The Math Thread

[beero1000]

Ellipses hide a multitude of sins...

Circular reasoning will get you know where.

Ah, but elliptical reasoning will save us all.

 

[Kharakov]

x^2 = x(1) + x(2) + x(3) ... x(x)
d(x^2) = d(x(1) + x(2) + x(3) ... x(x))
2x = x
2 = 1

What's x(1), x(2)... x(x)? Assuming it's a functional equation like g(1), g(2)....

f(x)= x^2

if f(x) = g(1) + g(2) +g(3)+ ...+ g(x-2) + g(x-1)+ g(x) you're going to have a bunch of g': g'(x) + g'(x-1) + g'(x-2)+...

otherwise:
if f(x) = g(1) + g(2) +g(3) +... +g(n-1) + g + g(x) for the functions to be equal, since g(1) through g are independent of g(x), they all have to remain the same no matter what, so

g(x) if a special function: g(x) = 0, unless g(x)=f(x); or g(1) + g(2) + g(3).... +g = 0, yet g(x) = x^2;

 

[beero1000]

I believe he intended an analogous version of this "proof" that 1 = 2.
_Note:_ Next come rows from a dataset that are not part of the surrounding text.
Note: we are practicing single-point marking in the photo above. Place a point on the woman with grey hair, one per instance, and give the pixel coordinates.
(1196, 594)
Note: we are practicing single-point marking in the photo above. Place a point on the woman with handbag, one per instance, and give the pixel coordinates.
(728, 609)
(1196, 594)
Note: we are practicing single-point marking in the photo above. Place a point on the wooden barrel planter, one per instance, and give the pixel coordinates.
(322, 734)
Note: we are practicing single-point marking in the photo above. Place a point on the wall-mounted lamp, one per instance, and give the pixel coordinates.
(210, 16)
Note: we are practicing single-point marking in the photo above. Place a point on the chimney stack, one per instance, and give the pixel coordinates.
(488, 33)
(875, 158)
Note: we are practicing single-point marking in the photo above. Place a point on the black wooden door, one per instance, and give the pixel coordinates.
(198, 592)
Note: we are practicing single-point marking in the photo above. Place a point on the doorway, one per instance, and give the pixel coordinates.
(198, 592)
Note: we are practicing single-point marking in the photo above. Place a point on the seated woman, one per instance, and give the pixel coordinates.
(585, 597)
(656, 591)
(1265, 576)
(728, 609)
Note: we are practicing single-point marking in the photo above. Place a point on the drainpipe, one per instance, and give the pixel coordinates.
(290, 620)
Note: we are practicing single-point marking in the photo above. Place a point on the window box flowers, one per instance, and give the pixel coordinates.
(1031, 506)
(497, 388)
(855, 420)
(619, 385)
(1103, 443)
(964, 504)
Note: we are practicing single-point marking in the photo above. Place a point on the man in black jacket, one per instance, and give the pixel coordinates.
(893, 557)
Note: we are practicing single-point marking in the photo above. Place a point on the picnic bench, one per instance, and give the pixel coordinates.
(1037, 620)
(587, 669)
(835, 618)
\(x = \underbrace{1 + 1 + 1 + \ldots + 1}_{x \textrm{ times}} = \underbrace{\frac{\mathrm{d}}{\mathrm{d}x}\left(x\right) + \frac{\mathrm{d}}{\mathrm{d}x}\left(x\right) + \frac{\mathrm{d}}{\mathrm{d}x}\left(x\right) + \ldots + \frac{\mathrm{d}}{\mathrm{d}x}\left(x\right)}_{x \textrm{ times}} = \frac{\mathrm{d}}{\mathrm{d}x}\underbrace{\left(x + x + x + \ldots + x\right)}_{x \textrm{ times}} = \frac{\mathrm{d}}{\mathrm{d}x}\left(x^2\right) = 2x\)

 

[Alcoholic Actuary]

I believe he intended an analogous version of this "proof" that 1 = 2.

\(x = \underbrace{1 + 1 + 1 + \ldots + 1}_{x \textrm{ times}} = \underbrace{\frac{\mathrm{d}}{\mathrm{d}x}\left(x\right) + \frac{\mathrm{d}}{\mathrm{d}x}\left(x\right) + \frac{\mathrm{d}}{\mathrm{d}x}\left(x\right) + \ldots + \frac{\mathrm{d}}{\mathrm{d}x}\left(x\right)}_{x \textrm{ times}} = \frac{\mathrm{d}}{\mathrm{d}x}\underbrace{\left(x + x + x + \ldots + x\right)}_{x \textrm{ times}} = \frac{\mathrm{d}}{\mathrm{d}x}\left(x^2\right) = 2x\)

I like this one. I think the 'problem' lies in defining the function (x+x+...) for x number of times over a continuous interval. (What does it mean to add something pi number of times?). If it can't be defined over a continuous interval, then it isn't differentiable, whereas x^2 is differentiable.

aa

 

[beero1000]

I believe he intended an analogous version of this "proof" that 1 = 2.

\(x = \underbrace{1 + 1 + 1 + \ldots + 1}_{x \textrm{ times}} = \underbrace{\frac{\mathrm{d}}{\mathrm{d}x}\left(x\right) + \frac{\mathrm{d}}{\mathrm{d}x}\left(x\right) + \frac{\mathrm{d}}{\mathrm{d}x}\left(x\right) + \ldots + \frac{\mathrm{d}}{\mathrm{d}x}\left(x\right)}_{x \textrm{ times}} = \frac{\mathrm{d}}{\mathrm{d}x}\underbrace{\left(x + x + x + \ldots + x\right)}_{x \textrm{ times}} = \frac{\mathrm{d}}{\mathrm{d}x}\left(x^2\right) = 2x\)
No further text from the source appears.